Cuando la carga de trabajo supera de forma prolongada la capacidad de recuperación del organismo, el esfuerzo deja de traducirse en progreso físico y puede derivar en un estancamiento o en el deterioro de la salud general.
Diferencia entre la fatiga habitual y el síndrome de sobreentrenamiento
Especialistas en ciencias del deporte como Adrián González Custodio y Guillermo J. Olcina Camacho aclaran que una baja momentánea del desempeño no siempre representa un cuadro de alarma.
Durante el proceso de entrenamiento existe una fase de descenso en la respuesta física que resulta necesaria para alcanzar la posterior "supercompensación", es decir, la mejora atlética que surge tras un descanso adecuado.
La distinción central radica en la duración del cuadro. La fatiga propia del ejercicio habitual se revierte en plazos cortos mediante el reposo; por el contrario, el sobreentrenamiento es un síndrome que se prolonga en el tiempo, caracterizado por la imposibilidad del cuerpo para retornar a sus niveles habituales de rendimiento a pesar de mantener las rutinas.

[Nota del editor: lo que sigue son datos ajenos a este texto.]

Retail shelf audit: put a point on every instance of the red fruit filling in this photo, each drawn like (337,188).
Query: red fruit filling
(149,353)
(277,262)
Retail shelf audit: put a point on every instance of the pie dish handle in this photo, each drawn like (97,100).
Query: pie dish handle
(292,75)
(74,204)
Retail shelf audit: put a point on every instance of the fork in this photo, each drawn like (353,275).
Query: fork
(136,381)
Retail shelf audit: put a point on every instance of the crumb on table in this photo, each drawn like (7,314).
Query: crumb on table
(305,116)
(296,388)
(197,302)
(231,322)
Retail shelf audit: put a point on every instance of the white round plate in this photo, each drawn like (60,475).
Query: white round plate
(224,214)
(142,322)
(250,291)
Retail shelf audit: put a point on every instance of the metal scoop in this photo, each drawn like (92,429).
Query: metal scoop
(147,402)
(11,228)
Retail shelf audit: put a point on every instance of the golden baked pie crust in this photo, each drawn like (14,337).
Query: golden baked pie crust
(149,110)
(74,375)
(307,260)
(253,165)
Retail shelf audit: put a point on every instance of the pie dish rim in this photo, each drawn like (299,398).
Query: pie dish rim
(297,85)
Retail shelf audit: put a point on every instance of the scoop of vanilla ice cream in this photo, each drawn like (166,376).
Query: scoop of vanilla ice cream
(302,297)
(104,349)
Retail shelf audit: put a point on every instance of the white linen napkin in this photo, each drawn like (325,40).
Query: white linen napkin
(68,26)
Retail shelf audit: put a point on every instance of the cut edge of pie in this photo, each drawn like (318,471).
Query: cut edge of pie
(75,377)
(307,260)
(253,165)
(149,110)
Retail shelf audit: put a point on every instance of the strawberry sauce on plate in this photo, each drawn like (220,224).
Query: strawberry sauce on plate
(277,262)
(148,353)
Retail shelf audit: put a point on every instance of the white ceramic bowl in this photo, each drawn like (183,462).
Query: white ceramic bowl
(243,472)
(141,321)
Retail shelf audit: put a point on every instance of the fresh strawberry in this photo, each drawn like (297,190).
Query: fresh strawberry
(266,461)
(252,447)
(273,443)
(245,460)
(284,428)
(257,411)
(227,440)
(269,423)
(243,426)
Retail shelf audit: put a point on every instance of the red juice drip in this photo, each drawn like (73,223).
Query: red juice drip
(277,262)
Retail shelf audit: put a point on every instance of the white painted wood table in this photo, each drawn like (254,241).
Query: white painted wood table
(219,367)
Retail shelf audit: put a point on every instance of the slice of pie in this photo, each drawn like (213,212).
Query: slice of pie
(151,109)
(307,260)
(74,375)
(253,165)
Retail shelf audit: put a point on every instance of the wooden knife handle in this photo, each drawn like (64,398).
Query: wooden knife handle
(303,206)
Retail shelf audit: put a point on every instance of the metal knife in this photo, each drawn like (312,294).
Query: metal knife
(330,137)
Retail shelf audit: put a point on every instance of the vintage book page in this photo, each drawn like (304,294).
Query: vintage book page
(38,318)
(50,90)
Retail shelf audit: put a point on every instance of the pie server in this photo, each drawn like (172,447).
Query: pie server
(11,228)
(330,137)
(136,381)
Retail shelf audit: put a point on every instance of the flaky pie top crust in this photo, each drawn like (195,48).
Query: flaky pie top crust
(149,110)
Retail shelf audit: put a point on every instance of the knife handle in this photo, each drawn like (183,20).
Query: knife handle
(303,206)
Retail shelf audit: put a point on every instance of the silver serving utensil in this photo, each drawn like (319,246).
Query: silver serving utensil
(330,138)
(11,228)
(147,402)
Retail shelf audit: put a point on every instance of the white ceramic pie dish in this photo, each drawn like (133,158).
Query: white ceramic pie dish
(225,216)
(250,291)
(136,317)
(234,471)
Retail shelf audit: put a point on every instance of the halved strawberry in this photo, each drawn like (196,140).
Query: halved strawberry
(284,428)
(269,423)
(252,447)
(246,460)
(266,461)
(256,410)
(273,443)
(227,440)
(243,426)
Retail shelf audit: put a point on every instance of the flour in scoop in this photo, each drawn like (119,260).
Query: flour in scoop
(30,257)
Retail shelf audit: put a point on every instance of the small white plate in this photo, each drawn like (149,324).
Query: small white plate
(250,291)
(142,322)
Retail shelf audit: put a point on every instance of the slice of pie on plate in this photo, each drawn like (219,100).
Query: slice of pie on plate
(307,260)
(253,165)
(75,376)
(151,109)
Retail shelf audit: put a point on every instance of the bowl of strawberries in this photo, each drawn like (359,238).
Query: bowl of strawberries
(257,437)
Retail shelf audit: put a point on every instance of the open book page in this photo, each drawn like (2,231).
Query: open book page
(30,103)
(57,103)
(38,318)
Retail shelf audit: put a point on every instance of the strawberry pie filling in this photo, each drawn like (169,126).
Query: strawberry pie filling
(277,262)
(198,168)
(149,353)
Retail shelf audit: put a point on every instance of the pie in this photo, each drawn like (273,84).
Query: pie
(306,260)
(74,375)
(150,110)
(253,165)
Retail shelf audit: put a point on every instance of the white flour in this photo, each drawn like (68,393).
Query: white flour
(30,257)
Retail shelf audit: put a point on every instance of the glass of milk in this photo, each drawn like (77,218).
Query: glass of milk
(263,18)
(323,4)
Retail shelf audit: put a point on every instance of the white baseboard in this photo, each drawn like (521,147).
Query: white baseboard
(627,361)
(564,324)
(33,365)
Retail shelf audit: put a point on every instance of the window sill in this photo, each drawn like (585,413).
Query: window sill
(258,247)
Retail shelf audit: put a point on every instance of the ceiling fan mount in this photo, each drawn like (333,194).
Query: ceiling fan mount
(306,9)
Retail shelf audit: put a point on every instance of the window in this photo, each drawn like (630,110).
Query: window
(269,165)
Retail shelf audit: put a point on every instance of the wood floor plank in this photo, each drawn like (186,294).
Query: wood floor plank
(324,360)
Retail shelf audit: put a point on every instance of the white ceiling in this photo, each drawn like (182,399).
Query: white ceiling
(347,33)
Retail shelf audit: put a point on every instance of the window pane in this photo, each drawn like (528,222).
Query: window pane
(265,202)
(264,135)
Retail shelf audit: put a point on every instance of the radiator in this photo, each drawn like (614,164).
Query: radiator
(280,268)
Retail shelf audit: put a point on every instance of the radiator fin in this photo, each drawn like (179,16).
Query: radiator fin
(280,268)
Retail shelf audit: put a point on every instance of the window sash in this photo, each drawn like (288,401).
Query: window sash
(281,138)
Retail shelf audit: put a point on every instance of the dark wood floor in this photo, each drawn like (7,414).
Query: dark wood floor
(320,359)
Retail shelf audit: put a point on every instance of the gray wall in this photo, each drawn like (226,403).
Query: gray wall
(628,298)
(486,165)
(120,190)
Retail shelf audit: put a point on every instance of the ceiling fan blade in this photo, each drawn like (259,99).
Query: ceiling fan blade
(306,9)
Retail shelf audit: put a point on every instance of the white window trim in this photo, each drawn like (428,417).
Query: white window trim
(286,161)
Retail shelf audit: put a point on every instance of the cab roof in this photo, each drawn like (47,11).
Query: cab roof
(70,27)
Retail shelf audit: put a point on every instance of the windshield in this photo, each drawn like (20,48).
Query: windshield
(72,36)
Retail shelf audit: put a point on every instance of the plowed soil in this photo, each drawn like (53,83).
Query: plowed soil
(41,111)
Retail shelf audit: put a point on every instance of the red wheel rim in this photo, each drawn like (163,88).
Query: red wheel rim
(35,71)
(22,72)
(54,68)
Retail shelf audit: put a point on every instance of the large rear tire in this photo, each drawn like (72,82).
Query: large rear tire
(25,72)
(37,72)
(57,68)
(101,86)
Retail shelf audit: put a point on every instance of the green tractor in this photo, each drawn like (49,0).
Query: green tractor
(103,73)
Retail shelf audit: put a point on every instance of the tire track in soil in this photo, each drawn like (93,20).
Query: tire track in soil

Un diagnóstico basado en la acumulación de factores
La especialista en Nutrición y Dietética Olga Castañeda señala que este problema no se identifica a través de un síntoma único ni por una sensación de agotamiento inmediato.
El cuadro se manifiesta de forma progresiva mediante una combinación de señales físicas y psicológicas que terminan alterando la rutina diaria y el estado de ánimo.
Los expertos coinciden en que la evaluación de este estado debe realizarse de manera individualizada y objetiva, comparando la respuesta del atleta con periodos anteriores en los que la carga de trabajo haya sido menor.
Por ello, equiparar erróneamente el exceso de cansancio con un avance deportivo puede invisibilizar un problema de recuperación latente.
El descanso como componente activo del rendimiento deportivo
La prevención y corrección del sobreentrenamiento exigen cambiar la percepción sobre la pausa. De acuerdo con Castañeda, la estrategia adecuada no consiste en suspender la actividad ni en mantener la máxima intensidad a diario, sino en alternar estímulos exigentes con periodos planificados de recuperación.
Asimismo, González Custodio y Olcina Camacho recuerdan que la capacidad de adaptación del cuerpo está condicionada por múltiples factores de estrés que van más allá del volumen de pesas o del kilometraje.
Tensiones psicológicas, cognitivas y del entorno social impactan de forma directa en el organismo. De esta manera, entender que la recuperación forma parte integral del plan de entrenamiento resulta determinante para sostener la evolución física y evitar lesiones o estancamientos a largo plazo.